As a young woman of colour in a leadership position in the charity sector, Rahman-Corey recognises that she has felt “unconscious biases”.

“Upon meeting someone, there’s often an unconscious tendency to make assumptions. From my personal experiences, there have been times I have encountered these assumptions as a young woman of colour in a senior position.

“Whilst there is that aspect, when given the opportunity to talk I always feel I’m able to present my passion and integrity in that respect.”

She says she has numerous “allies” within the foundation and the business and sees herself as a “bridge between these two worlds”. 

“I have significant support from colleagues who champion me. 

“There were women before me who sent the ladder down that enabled me to climb up and I want to send that as well. The importance of diverse voices is necessary. I’m very grateful I’m surrounded by people who have been great allies.”

Rahman-Corey says she has never experienced imposter syndrome but accepts that it exists and there is a narrative about how women should feel. 
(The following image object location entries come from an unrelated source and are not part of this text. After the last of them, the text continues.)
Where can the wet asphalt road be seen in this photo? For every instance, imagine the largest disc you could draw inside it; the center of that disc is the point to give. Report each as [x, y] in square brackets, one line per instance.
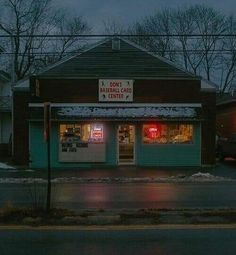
[129, 195]
[100, 242]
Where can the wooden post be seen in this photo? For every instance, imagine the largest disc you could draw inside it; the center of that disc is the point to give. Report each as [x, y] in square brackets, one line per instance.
[47, 136]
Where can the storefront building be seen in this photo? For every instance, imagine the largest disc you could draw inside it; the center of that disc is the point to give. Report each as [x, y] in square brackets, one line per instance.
[120, 106]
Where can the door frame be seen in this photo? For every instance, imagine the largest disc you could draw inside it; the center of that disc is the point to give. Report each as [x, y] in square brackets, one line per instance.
[118, 147]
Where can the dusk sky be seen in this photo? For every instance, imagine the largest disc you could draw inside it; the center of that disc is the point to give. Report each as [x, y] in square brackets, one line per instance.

“I’m deeply passionate about this work and feel hugely accountable. Having amazing team members and allies who say: ‘Jakhya, you’re the right person.’ I take that with gratitude. 

“It’s about having more of those faces and voices in these spaces to say: ‘Irrespective of my age and background, I come here with experience, knowledge and passion. I will be determined to achieve the goals and the targets of the organisation.’”

‘We have to do things collectively’

Reflecting on the first decade of the foundation, Rahman-Corey says she is proud of what it has achieved and the progress it has made.

She says the foundation has a clear strategy and is not squeamish.

“We’re going out there saying: ‘This is what we want to do. And we know we can’t do this alone.’ 

“So, whilst we’re going out there, we’re being accountable for this goal and feel our greatest assets are our partnerships. And it leverages this aspect of collective community.

“If we did things in silos, it wouldn’t be achievable. We have to do things collectively.”